- Treasury Bill and Treasury office-keeper G. H. Newnham, c. 1930

1st Chief Mouser to the Cabinet Office
- In office 22 January 1924 – 4 November 1924
- In office 5 June 1929 – c. 1930 Serving with Peter (1929—c. 1930)
- Monarch: George V
- Prime Minister: Ramsay MacDonald
- Succeeded by: Peter

Personal details
- Born: c. 1920s
- Occupation: Mouser
- Gender: Male

= Rufus of England =

Chief Mouser to the Cabinet Office in 1924

Rufus of England, popularly nicknamed Treasury Bill, was a cat who served as Chief Mouser to the Cabinet Office of the United Kingdom under prime minister Ramsay MacDonald. The exact length of his residency at the treasury is unclear.

==Life and career==
In June 1928, the Weekly Dispatch published an article announcing the appointment of "Rufus Rex" as the new mouse-catcher at the Treasury. His predecessor was known simply as the Old Cat and died after eating "a bad mouse". Rufus was a purebred ginger Persian, described by C. Patrick Thompson in The Graphic as being a "large sandy cat". He was said to have been "only a kitten at Christmas" in June 1928. The Western Mail, however, referred to him as being "the official cat of six years' standing" in December 1930.

According to the Weekly Dispatch, Rufus had frustrated his previous owner due to his habit of catching and killing birds. Being familiar with leading Treasury civil servant Warren Fisher and aware of the Old Cat's death, she took the cat to the Treasury where he was given the name "Rufus Rex" and a salary of 2d (2 pence) per day. In 1930, his wages increased to 3d (three pence) per day after a brief campaign from leading civil servant Maude Lawrence.
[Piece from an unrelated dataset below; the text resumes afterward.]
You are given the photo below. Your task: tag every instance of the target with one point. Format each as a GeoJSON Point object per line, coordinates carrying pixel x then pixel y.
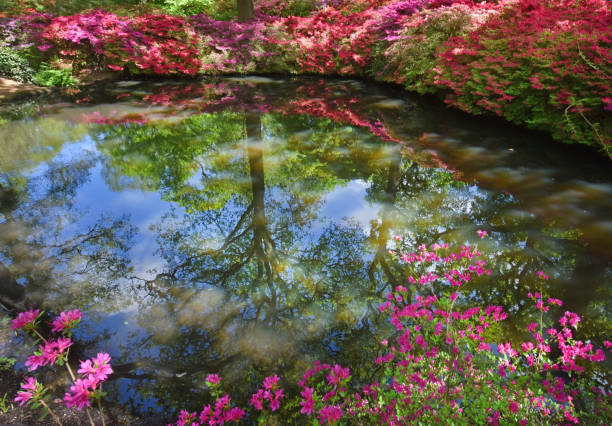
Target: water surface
{"type": "Point", "coordinates": [242, 226]}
In 1932, the News Chronicle published a poem criticising Rufus's pay rise:

What's the cheer?
Rufus the cat has got a rise,
Three pence a day until he dies;
Bone-us, too, on the top of that—
But what about me—Dinah the cat?

The Weekly Dispatch described him as a "pleasant cat to meet", but he was also described as having an aloof personality and being an "unfriendly sort of cat".